1. All models are grouped together in the module `AugmentedSocialScientist.models`
To use a model (see README for the list)
python
from AugmentedSocialScientist.models import Bert
bert = Bert() instanciation
Everything else remains unchanged for users to train a model: `bert.encode()` to preprocess data, `bert.run_training()` to train, validate and save a model, `bert.predict_with_model()` to make predictions.
2. Flexibility
- To use a custom model from Hugging Face, set the `model_name` argument while instantiating the model
For example, to use the Danish BERT model from Hugging Face [DJSammy/bert-base-danish-uncased_BotXO-ai](https://huggingface.co/DJSammy/bert-base-danish-uncased_BotXO-ai).
python
from AugmentedSocialScientist.models import Bert
bert = Bert(model_name="DJSammy/bert-base-danish-uncased_BotXO-ai")

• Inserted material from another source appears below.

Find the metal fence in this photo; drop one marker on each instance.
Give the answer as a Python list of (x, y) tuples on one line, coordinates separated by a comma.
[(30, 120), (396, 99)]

- Users can now set their own device to use, by providing a custom a `torch.Device` object to the `device` argument when instantiating the model.
python
from AugmentedSocialScientist.models import Bert
bert = Bert(device=...) your own device
3. The input classification labels can also be textual labels now. They will be automatically converted to the corresponding label ids (integers starting from 0) by the method `encode()`. The dictionary of labels `{label_name:label_id}` will be printed during the preprocessing and saved to the attribute `self.dict_labels`.
4. All dependancies on tensorflow and keras are removed.